One of my friends suggested I put my products on Etsy. I’d never bought anything from Etsy and didn’t know what it was. At the time I was beginning to look for a job after a seven-year break to be home with our kids. My husband thought about my baskets as a side hobby, but inside I was thinking, “I’m going to do this. I’m having more and more interest in this.”
Can you share a little bit about the materials you use?
I love to support other makers, so 90% of my materials are from local businesses. I discovered there are many rope suppliers in America, and I contacted them for samples until I found what I was looking for. My big spools of 100% cotton rope and the leather tags I use are from Illinois. Even the rivets are from a local maker. I like to use cotton rope because it holds shape but doesn’t need the strength of a polyester core rope, and it’s more sustainable. I did switch to Gutermann polyester thread, though, because it is much stronger than the cotton and I want the baskets to last.
I love that thread is one of the ways you bring color into the more neutral pieces, with the zigzag stitch.
I like things to be simple, modern and elegant. These [rope] colors are hand-dyed in the vat, and then I have to dry them. Hand-dyeing is a tough job, and I don’t get the same color every time. People say “Bring more color!” But as a maker I like to stay more neutral.
It sounds like in addition to online sales, you’ve started selling at local markets, too. How do you hope people use your pieces?
I did 16 markets last year, my first year in business. They’re mostly home accents.
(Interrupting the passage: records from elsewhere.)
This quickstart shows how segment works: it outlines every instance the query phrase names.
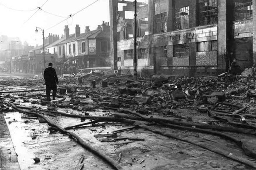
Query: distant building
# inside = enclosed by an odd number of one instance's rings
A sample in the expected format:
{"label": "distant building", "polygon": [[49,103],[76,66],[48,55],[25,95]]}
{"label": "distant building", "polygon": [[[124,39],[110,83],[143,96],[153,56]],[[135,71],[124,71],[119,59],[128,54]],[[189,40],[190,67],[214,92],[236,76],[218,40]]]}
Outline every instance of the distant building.
{"label": "distant building", "polygon": [[65,63],[77,70],[110,64],[109,23],[103,22],[93,30],[87,26],[82,33],[77,25],[74,30],[75,33],[69,34],[68,26],[65,26],[64,36],[46,47],[47,51],[57,55],[56,64]]}

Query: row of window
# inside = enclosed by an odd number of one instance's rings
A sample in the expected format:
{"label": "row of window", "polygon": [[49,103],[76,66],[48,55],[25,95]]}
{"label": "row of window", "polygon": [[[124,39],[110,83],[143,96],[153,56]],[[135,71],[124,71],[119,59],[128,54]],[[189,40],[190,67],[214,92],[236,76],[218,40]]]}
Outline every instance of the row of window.
{"label": "row of window", "polygon": [[[155,29],[154,33],[167,31],[167,11],[163,7],[166,0],[155,1]],[[243,0],[234,2],[234,19],[239,20],[253,17],[252,0]],[[184,29],[190,27],[190,0],[175,0],[174,4],[174,29]],[[218,23],[218,0],[198,0],[197,5],[198,26],[205,26]],[[138,36],[148,34],[148,17],[138,21]]]}
{"label": "row of window", "polygon": [[[197,43],[197,51],[217,51],[217,41],[200,42]],[[148,56],[148,49],[138,49],[137,50],[138,59],[146,58]],[[158,58],[167,58],[167,46],[157,47],[155,49],[155,54]],[[133,50],[124,51],[125,60],[133,59]],[[186,57],[190,56],[189,44],[178,44],[173,46],[173,57]],[[121,58],[120,58],[121,59]]]}
{"label": "row of window", "polygon": [[[68,45],[68,54],[72,54],[71,47],[71,45],[69,44]],[[75,44],[73,44],[73,54],[75,53],[75,51],[76,51],[75,50],[76,50]],[[62,47],[61,47],[61,46],[59,47],[59,55],[60,55],[60,56],[62,55],[62,52],[63,56],[64,56],[65,55],[65,46],[63,46],[62,47]],[[57,52],[56,52],[55,48],[54,48],[53,49],[53,53],[54,54],[57,54]],[[85,53],[85,42],[83,42],[82,43],[82,53]]]}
In some, I have a cork or wood base and they make nice planters. People use them as gift baskets. I’ve found that medium baskets, 8- to 12-inch circumference, sell best. I try to focus my booth on what’s in people’s budget range.
Now that you’ve learned the ropes in your first year of business, what’s next?
I wish to expand. I’m so glad that there are so many repeat customers and that, when I ask why, they say that when they give a present to friends, they want to proudly say, “This is made in Iowa.” And then you know, it’s a useful product.
Where to Shop
Dew Drops Decor cotton rope baskets and home goods are priced $8-$50.
In Iowa: Honeynut Home in Ogden (about 50 miles northwest of Des Moines).